Ahead Of US Visit, Rahul Gandhi Moves Court Seeking No Objection To Issuance Of Fresh Passport
Rahul Gandhi had surrendered his diplomatic passport after he was disqualified as a member of Lok Sabha in March following his conviction in a defamation case.
Ahead of his visit to the United States of America, Congress leader Rahul Gandhi on Tuesday moved Delhi's Rouse Avenue Court seeking no objection to the issuance of a fresh ordinary passport to him.
Gandhi had surrendered his diplomatic passport after he was disqualified as a member of Lok Sabha in March following his conviction in a defamation case. Gandhi, elected to the Lok Sabha from Wayanad in Kerala in 2019, has applied for a fresh ordinary passport.
"The applicant ceased to be a Member of Parliament in March 2023 and as such he surrendered his diplomatic passport and is applying for a fresh ordinary passport…By way of the present application, the applicant is seeking permission and no objection from this Court for issuance of fresh ordinary passport to him," the application said, PTI reported.
The former Congress chief is slated to embark on a 10-day visit to the US in June and address the Indian diaspora at the Madison Square Garden and also deliver a speech at Stanford University.
Indian Overseas Congress chairperson Sam Pitroda has said Gandhi is scheduled to visit San Francisco, Washington DC and New York. During his trip, Gandhi is likely to address two public meetings with Indian Americans, meet lawmakers at Capitol Hill and members of think tanks, interact with university students and meet Wall Street executives.
"The purpose of his (Gandhi’s) trip is to connect, interact and begin a new conversation with various individuals, institutions and media, including the Indian diaspora that is growing in numbers in the United States and abroad to promote the shared values and vision of the real democracy with a focus on freedom, inclusion, sustainability, justice, peace and opportunities world over," Pitroda said in a statement last week.
The visit comes months after Gandhi's visit to the UK, where his remarks alleging that the structures of Indian democracy were under attack and there was a "full-scale assault" on the country’s institutions, created a storm in India and saw protests in Parliament by BJP members.
The BJP had accused Gandhi of maligning India on foreign soil and seeking foreign interventions.

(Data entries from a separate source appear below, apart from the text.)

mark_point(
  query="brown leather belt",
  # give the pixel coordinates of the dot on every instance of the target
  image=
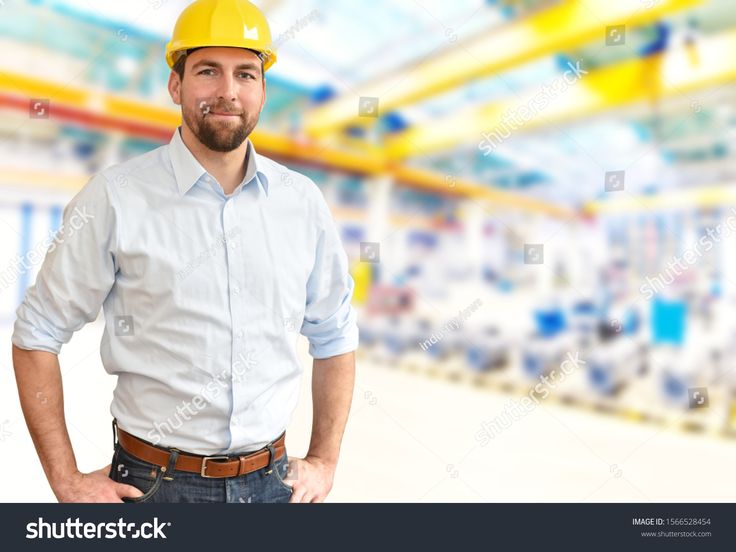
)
(206, 466)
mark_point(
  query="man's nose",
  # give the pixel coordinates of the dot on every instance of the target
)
(226, 87)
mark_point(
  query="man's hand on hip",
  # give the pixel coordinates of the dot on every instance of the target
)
(95, 486)
(313, 480)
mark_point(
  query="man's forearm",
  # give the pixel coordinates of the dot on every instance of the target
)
(38, 376)
(333, 381)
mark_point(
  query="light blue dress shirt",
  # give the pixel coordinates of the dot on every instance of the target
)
(204, 295)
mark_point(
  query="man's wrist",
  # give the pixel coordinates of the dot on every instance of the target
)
(329, 461)
(63, 482)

Rahul Gandhi was disqualified as a member of Lok Sabha in March after he was sentenced to two years in jail by a Surat metropolitan magistrate's court in the 2019 case over his "why all thieves have Modi surname" remark. An appeal by Gandhi to suspend his conviction and jail term is pending before the Gujarat High Court, which will pronounce its judgment after summer vacation in June.